Somos catequizados a pensarmo-nos como livres. Desde cedo, aprendemos a nos ver como propulsores de nossas escolhas, senhores da nossa vontade, arquitetos do nosso destino. Mas essa ideia de liberdade, tão sedutora quanto confortável, disfarça um enredo mais profundo que opera silenciosamente sob a superfície da consciência, ou seja, a conspiração da ideologia.
A ideologia não é apenas informação política manipulada, nem
um conjunto de ideias que se escolhe ou rejeita. Ela é o campo simbólico onde o
sujeito se constitui. É o que nos chama, nos nomeia, nos oferece um lugar no
mundo. E é ao responder a esse apelo que nos tornamos sujeitos, sujeitos
intimados a responder, como diria Althusser. O paradoxo é evidente: só nos
tornamos sujeitos ao nos submetermos. É nessa curvatura, entre liberdade e
sujeição, que a ideologia age com mais impulso.
Mas essa sujeição não se dá apenas no plano da consciência.
Como sublinha Leila Longo, há uma ordem inconsciente que nos força a ordenar.
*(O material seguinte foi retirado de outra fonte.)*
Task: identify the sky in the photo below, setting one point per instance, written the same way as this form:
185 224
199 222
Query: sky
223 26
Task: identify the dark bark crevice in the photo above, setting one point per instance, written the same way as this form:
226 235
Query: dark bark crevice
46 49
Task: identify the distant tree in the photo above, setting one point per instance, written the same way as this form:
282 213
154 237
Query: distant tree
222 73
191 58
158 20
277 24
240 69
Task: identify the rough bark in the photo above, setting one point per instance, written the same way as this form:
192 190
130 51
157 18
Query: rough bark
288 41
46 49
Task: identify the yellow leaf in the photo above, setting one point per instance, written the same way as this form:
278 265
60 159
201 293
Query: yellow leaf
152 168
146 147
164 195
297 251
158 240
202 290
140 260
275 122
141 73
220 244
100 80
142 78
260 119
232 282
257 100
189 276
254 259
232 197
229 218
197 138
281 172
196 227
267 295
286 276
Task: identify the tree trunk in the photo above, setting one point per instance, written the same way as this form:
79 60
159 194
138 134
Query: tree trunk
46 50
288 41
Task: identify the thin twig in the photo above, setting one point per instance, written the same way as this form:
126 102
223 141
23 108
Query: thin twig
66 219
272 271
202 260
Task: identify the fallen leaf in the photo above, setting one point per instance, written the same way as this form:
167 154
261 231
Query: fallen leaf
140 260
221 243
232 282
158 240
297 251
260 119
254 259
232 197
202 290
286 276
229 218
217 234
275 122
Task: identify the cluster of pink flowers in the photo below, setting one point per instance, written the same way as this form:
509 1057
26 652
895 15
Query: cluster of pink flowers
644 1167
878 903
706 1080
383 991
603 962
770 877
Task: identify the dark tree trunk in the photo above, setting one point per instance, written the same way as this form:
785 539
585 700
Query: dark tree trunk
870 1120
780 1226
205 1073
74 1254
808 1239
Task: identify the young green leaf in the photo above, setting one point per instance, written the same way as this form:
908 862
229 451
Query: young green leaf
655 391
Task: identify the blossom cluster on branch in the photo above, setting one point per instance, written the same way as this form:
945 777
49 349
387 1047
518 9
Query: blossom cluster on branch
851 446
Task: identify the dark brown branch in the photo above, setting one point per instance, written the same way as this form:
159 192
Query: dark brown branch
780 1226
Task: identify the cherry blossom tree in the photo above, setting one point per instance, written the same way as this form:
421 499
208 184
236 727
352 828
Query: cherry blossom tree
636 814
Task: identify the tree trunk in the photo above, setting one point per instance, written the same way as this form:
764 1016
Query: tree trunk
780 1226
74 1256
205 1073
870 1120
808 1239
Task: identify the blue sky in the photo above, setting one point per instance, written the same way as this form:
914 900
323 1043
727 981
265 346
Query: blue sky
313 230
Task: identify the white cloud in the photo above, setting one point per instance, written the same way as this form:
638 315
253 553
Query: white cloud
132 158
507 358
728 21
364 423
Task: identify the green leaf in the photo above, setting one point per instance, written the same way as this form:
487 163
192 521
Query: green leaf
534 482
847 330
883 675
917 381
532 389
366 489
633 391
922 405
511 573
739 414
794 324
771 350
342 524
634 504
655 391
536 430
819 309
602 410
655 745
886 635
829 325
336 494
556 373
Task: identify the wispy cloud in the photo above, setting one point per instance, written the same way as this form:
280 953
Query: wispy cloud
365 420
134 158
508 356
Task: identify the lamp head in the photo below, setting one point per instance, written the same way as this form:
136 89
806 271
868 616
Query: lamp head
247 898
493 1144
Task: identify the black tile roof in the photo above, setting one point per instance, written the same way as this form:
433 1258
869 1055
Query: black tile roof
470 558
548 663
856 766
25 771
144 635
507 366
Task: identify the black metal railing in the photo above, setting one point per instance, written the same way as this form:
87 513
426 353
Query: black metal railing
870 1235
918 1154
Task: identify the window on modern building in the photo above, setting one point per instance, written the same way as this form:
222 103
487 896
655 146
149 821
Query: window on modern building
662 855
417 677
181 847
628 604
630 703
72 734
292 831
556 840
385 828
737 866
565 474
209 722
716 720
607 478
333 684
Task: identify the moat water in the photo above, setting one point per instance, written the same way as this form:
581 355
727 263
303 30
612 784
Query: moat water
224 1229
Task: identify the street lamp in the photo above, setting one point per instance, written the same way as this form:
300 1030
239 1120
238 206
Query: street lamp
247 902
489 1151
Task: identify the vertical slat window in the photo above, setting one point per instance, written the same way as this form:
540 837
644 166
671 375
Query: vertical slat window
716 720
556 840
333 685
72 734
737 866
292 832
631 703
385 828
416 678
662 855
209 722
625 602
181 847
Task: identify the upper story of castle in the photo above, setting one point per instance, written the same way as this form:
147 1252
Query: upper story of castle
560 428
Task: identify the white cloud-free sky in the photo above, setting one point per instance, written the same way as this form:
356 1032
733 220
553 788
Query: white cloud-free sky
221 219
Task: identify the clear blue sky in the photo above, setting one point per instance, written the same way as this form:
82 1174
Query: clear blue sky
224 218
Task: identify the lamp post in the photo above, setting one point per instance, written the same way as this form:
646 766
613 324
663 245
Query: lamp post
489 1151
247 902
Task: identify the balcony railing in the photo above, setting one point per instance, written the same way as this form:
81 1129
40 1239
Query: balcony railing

Desejamos o que, talvez, nem saibamos, e ainda assim perseguimos o que nunca se
estabiliza. Nosso desejo é deslizante, insatisfeito, sempre orientado para um
“outro” que nunca se entrega por completo. E é justamente esse desejo,
instável, insubmisso, inexplicável, que a ideologia captura e se ajusta em
práticas materiais, em atos que acreditamos nossos, mas que respondem a lógicas
alheias.
Essa moldura teórica ajuda a compreender o que estamos vivendo hoje nas democracias europeias. Em meio ao medo, à instabilidade e ao desencanto com as promessas não cumpridas do Estado democrático, emerge com força o discurso da extrema-direita, não como uma rutura irracional, mas como uma forma precisa de interpelação ideológica. Esses discursos oferecem sentido ao sujeito fragilizado. Convocam-no como cidadão ameaçado, patriota humilhado, corpo cercado por inimigos internos e externos. O inimigo torna-se funcional, canalizando o desejo inconsciente, encarnando o obstáculo à plenitude, legitimando a violência simbólica e, muitas vezes, como a história nos lembra, servindo-se da brutalidade física.
É aí que a democracia revela sua vulnerabilidade, pois ao
perder sua capacidade simbólica e representativa de nomear o sujeito, de
acolher suas faltas, angústias e desejos, ela deixa espaço para que outros
discursos o façam. E a extrema-direita cumpre esse papel com ríspida perícia
retórica. Seu apelo não é racional, é, sim, visceralmente emocional. Ela
promete totalidade onde há falha, identidade onde há ambiguidade, segurança
onde há complexidade. E o sujeito, desejante e desamparado, acolhe.
O mais inquietante é perceber que essa resposta não é
consciente. Não se trata de simples adesão a um programa, mas de uma
identificação inconsciente com lugares simbólicos que oferecem uso, fruição e
pertença. A ideologia, nesse ponto, mostra a sua face mais eficiente, ou seja,
não convence, captura.
Pensar o sujeito nessa hibridação, livre e sujeitado,
consciente e inconsciente, é reconhecer a fragilidade daquilo que chamamos de
determinação. E talvez o desafio político do nosso tempo seja justamente
reinventar um espaço democrático capaz de falar ao desejo, sem cedê-lo ao
autoritarismo. Porque, se não nomearmos o sujeito, outros o farão, e nem sempre
em nome da liberdade. Em síntese, apetece-me dizer que a fragilidade
democrática começa no sujeito e na cultura política que o envolve.